The internet giant deepens its reach into media with a deal to buy the South China Morning Post, an influential English-language daily newspaper.
Alibaba’s media ambitions are going nostalgic.
The Chinese ecommerce giant agreed to buy major English-language newspaper the South China Morning Post, and other media businesses of its parent SCMP Group Wednesday.
“Why is Alibaba buying into traditional media, considered by some a sunset industry? The simple answer is that we don’t see it that way,” Joseph C. Tsai, the executive vice chairman of Alibaba, said in a letter to readers of the South China Morning Post.
Alibaba is an ecommerce giant in China, but it has been widening its ambitions into other industries and countries, with media and entertainment one of its primary targets. For two years, Hollywood and Chinese corporations like Alibaba have embraced each other, with Chinese companies enticed to invest in US entertainment’s success and studios tantalized by the opportunity in China’s massive movie audience.
The SCMP purchase puts Alibaba’s stake in the ground in news media.
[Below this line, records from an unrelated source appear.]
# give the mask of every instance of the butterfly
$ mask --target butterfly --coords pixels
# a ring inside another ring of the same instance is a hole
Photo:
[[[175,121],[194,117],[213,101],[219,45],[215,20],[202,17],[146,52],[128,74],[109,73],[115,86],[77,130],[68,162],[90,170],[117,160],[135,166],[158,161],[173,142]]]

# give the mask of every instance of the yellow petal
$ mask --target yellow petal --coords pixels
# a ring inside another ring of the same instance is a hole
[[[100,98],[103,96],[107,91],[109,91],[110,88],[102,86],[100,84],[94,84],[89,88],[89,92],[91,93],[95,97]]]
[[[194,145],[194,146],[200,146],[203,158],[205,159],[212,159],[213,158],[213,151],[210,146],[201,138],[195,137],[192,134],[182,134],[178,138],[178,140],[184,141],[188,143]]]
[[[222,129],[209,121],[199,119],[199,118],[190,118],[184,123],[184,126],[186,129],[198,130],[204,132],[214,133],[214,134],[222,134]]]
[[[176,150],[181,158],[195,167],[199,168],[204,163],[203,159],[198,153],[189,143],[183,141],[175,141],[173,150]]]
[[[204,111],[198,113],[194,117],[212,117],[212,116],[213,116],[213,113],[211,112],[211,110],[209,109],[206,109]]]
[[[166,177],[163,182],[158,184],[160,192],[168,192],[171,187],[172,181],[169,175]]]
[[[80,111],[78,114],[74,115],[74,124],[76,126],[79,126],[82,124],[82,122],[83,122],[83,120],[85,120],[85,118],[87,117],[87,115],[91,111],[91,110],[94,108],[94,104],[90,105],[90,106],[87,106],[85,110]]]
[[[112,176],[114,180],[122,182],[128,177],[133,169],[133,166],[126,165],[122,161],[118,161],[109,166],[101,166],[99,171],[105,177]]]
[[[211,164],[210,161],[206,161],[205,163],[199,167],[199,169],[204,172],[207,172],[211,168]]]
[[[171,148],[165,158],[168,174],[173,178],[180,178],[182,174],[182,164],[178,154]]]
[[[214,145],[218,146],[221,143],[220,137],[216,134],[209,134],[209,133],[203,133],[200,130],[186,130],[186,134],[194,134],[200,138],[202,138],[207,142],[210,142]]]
In his letter, Tsai praised the SCMP’s “iconic status” and its international reputation for quality journalism. To help SCMP overcome the possibility of dwindling relevance as readers increasingly go digital, Alibaba plans to marry its technology “with the deep heritage of the SCMP to create a vision of news for the digital age.”
Feeling a hint of déjà vu? The move by Alibaba, a company often referred to as the Amazon of China, comes straight out of the playbook of Jeff Bezos, the founder and CEO of the giant US e-retailer. In 2013, Bezos agreed to buy the Washington Post and other related media assets for $250 million.
Apart from the flagship South China Morning Post newspaper, the agreement includes the acquisition of the magazine, recruitment, outdoor media, events and conferences, education and digital media businesses of SCMP Group. Other titles in the family of publications include Sunday Morning Post, its digital platforms SCMP.com and related mobile apps, and the two Chinese websites Nanzao.com and Nanzaozhinan.com. It also includes magazine titles including the Hong Kong editions of Esquire, Elle, Cosmopolitan, the Peak and Harper’s Bazaar.
Financial terms and timing of the deal’s close weren’t disclosed. Alibaba did not immediately return TheWrap’s request for comment.